第7章 交差する思い〜リンドブルム〜
「ややっ、あれはザクナルではないか!」
ふと隣にいたスタイナーが一際大きな声を上げた。
彼の指さす先を見ると、商業区にある広場に他のモンスターとは一線をかすような、図体の大きいモンスターがいる。
「あんなものまで街に放つとは……この国もなかなか大胆なことをする」
しかしよく見てみれば、地響きのするようなモンスターの足元に小さい影が二つあることに気づく。
「子ども!? 逃げ遅れたのか!?」
兵士さんも慌てたように橋の手すりに身を乗り出している。
こんな時のために、リンドブルムの兵士達は各ポイントに配置されているらしいけど、モンスターは今にも子ども達に襲いかかりそうだ。
ここまでモンスターの咆哮が聞こえてくる。
お願い、間に合って……。
観客の皆が祈っていた。
そんな時だった。
モンスターの後ろから攻撃をする者がいた。
「ジタンだわ!!」
颯爽とした金髪に揺れるしっぽは遠目でも間違いようがない。
ジタンだ。
子ども二人に向いていたモンスターの身体がジタンを振り返るが、その様子は怒っているようにも見えた。

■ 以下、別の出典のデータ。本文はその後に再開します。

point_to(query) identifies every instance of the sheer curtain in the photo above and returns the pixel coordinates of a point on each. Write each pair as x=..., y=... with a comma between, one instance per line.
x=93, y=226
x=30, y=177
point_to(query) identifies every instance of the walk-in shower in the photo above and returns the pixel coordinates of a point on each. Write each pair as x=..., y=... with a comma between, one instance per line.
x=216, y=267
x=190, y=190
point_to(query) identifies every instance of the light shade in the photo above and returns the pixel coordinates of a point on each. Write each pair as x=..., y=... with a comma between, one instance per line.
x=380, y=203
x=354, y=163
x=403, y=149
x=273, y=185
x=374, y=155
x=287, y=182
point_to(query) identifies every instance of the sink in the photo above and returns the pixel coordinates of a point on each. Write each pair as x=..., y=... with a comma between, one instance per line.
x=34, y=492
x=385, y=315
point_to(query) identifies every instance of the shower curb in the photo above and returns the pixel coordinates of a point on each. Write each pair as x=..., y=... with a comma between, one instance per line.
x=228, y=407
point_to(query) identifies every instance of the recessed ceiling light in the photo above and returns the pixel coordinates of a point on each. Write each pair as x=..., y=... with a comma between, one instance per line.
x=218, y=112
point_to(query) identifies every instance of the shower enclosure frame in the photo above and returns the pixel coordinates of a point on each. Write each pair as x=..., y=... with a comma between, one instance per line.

ジタンがのけぞりつつも、何事かしゃべると子ども二人が建物の方へ逃げていく。
よかった……。
心の中で安堵のため息をつくと共に、心がきゅんとおどる。
やっぱり、ジタンはかっこいい。
ピンチに現れるなんて、漫画のヒーローみたいじゃないか。
助太刀と言わんばかりに現れたフライヤさんと一緒にジタンはザグナルの討伐にかかるけれど、その様子を観客達はよりいっそうの興奮で応援していた。